I don’t think I want my favourite stories to stop at crucial moments and ask me my view of the storyline.  I want to be wrapped up in narrative.  Am I suffering from heritage bias and an inability to imagine a new way?

Rivera thinks there is change to come, and that one of the barriers to its development is that the creative industry talent behind those genres can be reluctant to embrace uncertainty and try new stuff in a new way.  The same criticism could be levelled at advertising.  Use of second screens in driving first screen creative executions is limited.  3’s Pony showed us a glimpse.  Most TV advertising is still heritage plus rather than a step change.  For brands that seek to make significant changes in perception or behaviour, rather than re-inforce a longstanding image, this is a challenge to be embraced.

It isn’t the only role of advertising however now or in the future, and we must be clear about that too.  Rivera talks about what fun it would be to be able to get involved in SciFi drama – participate perhaps in a laser battle.  Sounds like fun.  Yet he and we must acknowledge that most of the time we would want to lie back, watch and be absorbed, and think of Captain Kirk.

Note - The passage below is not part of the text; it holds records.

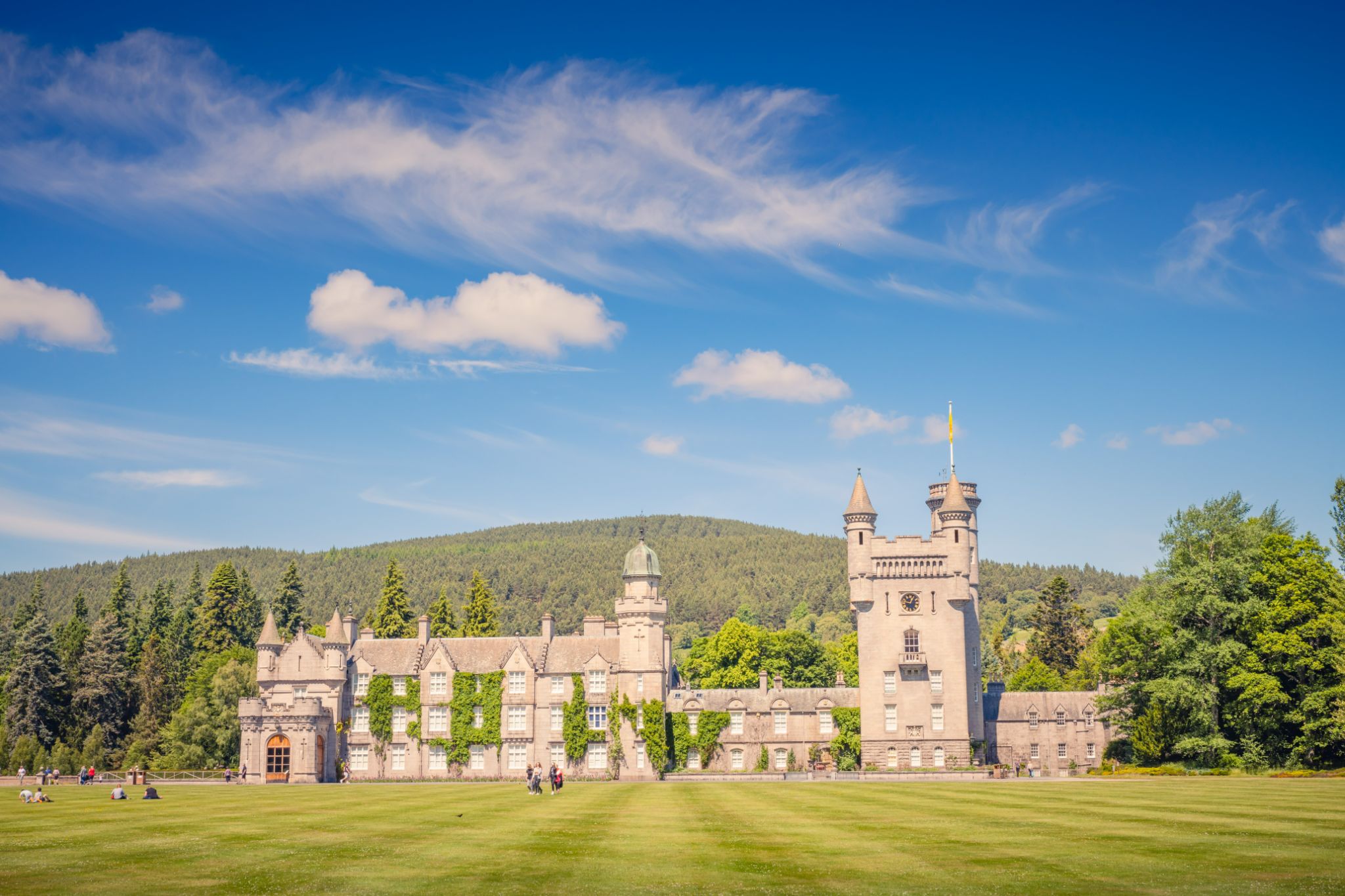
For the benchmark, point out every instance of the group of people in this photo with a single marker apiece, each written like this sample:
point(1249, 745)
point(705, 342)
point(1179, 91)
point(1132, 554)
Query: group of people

The good, the bad, and the ugly.

Wednesday, July 3rd, 2013

 

A few weeks ago I entered the hallowed premises of the Groucho club courtesy of IPC Media’s Lisa Batty.  Lisa runs a book club and she’d invited me, and top creative Dave Dye to talk about our books.  (Mine, Tell the Truth, was published last year. Dye’s on truth in advertising is due later this year.)

Lisa opened with champagne and a warm up for the select gathering.  “Tell us a hidden truth about yourself” she urged.  She opened with one about herself which once heard will never be forgotten and which can’t be repeated in a family blog.

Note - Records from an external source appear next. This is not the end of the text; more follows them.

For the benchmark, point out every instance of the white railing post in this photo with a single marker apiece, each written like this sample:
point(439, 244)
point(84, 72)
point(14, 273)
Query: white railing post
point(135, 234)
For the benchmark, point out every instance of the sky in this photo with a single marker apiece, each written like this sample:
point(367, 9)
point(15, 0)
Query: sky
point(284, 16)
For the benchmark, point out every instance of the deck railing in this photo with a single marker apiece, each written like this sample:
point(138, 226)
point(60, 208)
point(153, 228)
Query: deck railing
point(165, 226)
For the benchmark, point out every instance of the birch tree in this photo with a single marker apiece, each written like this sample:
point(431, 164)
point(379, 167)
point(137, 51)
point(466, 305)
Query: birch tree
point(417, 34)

This set the bar rather high for the next person – it was a tough act to follow.  A couple of very funny stories did follow, then it came to Dye’s turn.  He fielded the challenge by observing that it was interesting that when the truth is talked about it suggests, instantly, to many a hidden truth, an embarrassing truth, indeed a naked truth.

This set me thinking.  Is truth too hard ?

Or is truth multifaceted.

There is a growing number of “truth tellers” in marketing, advertising and media.  People like EA’s Stuart Lang who told me “you can’t get away with marketing spin any more, credibility is everything.”. And marketing chief Catherine Woolfe who says that truth in marketing is one of the only ways to achieve attitude change.

The increasing band of truth marketers understand instinctively the role of truth in marketing.  There are 3 categories of truth that spring to mind for many people and two of them aren’t that helpful.  There is the ugly truth, the spun truth and the truth that sells.

These aspects of truth apply to people as much as to products and to brands and it may help if I illustrate them as if applied to myself, meeting you for the first time at a media party.  The ugly truth might be that I’m nervous and shy and frantically hoping I can manage enough small talk to get through the first meeting without being too intense.  The spun truth is that I’m CSO of mega agency MediaCom, dressed up and brimming with confidence.  The truth that sells ?  I’m hoping to connect with you and your media wisdom and experience, (and my nice little DvF dress was picked up in the sale.)

John Grant, in his book “After Image” wrote about research he’d carried out about the ads an ice cream brand had run using sex to sell.  He asked respondents what they thought the brand was trying to say to them and what they thought about it really.  They replied that the brand was telling them ice cream was sexy but that really they thought it made you fat.  This is the spin and the ugly.  The missing truth here was the truth that sells.  The authenticity of the recipe or ingredients or company heritage would take centre stage in an advert powered by the truth that sells.

I think that the truth is undeniable and I believe that the days of spin are numbered.  Brands aren’t left only with the ugly truth.  The truth that sells is the future of great marketing.